As the founder of Operation HOPE, and the Silver Rights Movement inspired by and through the on-the-ground work of Operation HOPE – in countless underserved communities across the country – I could not be more proud to have had Operation HOPE selected by the NFL.
The NFL (National Football League) selected Operation HOPE for a national Inspire Change initiative grant award to support our growing national body of work.
The NFL, on behalf of both players and team owners, is rightly so focused on social justice issues that continue to impact the underserved communities where most of the players grew up — and their family members may still live.
I and we believe at Operation HOPE that underneath a wide range of troubling social justice issues, is the core issue of economic equality. The data and findings from the HOPE Research and Impact Institute continue to paint a picture:
- 700 credit score communities, of all races and social strata — are stabilized, have low crime rates, and have sustained levels of aspiration and wealth creation. No problems with jobs and opportunity, or residents feeling properly ‘policed’ and safe.
- 500 credit score communities, be their black and brown and urban, or poor, white and rural, tend to exist right alongside consistent concentrations of high crime, high homicide rates, high school drop out rates at an unsustainable level, low levels of higher education attainment, low levels of entrepreneurship and small business start ups — and residents who feel more preyed upon than policed.

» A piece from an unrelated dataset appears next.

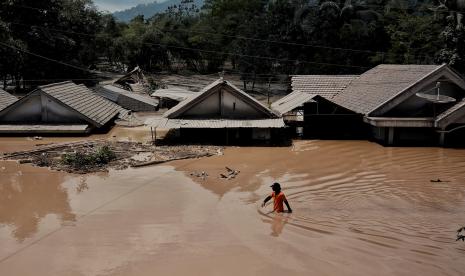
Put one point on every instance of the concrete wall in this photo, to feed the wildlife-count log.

These same communities also tend to be job deserts, and low levels of sustained hope.
The on-the-ground work of Operation HOPE, with our HOPE Inside adult locations serving communities and families and aspirants in 24 states, and our HOPE Inside for Kids programming engaged in as many as 4,000 schools nationwide — is leaning in and making a difference here. Our HOPE Inside locations are moving credit scores as much as 120 points over 24 months, and ‘nothing changes your life more than God or love, than moving your credit score 120 points.’
Tackling social injustice in our communities is a complicated agenda, and it must be attacked from multiple directions, holistically, but ‘teaching young men and women to fish, and making sure that they have fishing poles’ must be part of this critical agenda.
One of the clear ‘ways out’ of our systematic injustices in the nation — is economic equality; access to capital, education and opportunity.
We will tackle all three of these critical pieces of the puzzle in the work now being supported nationwide by the NFL.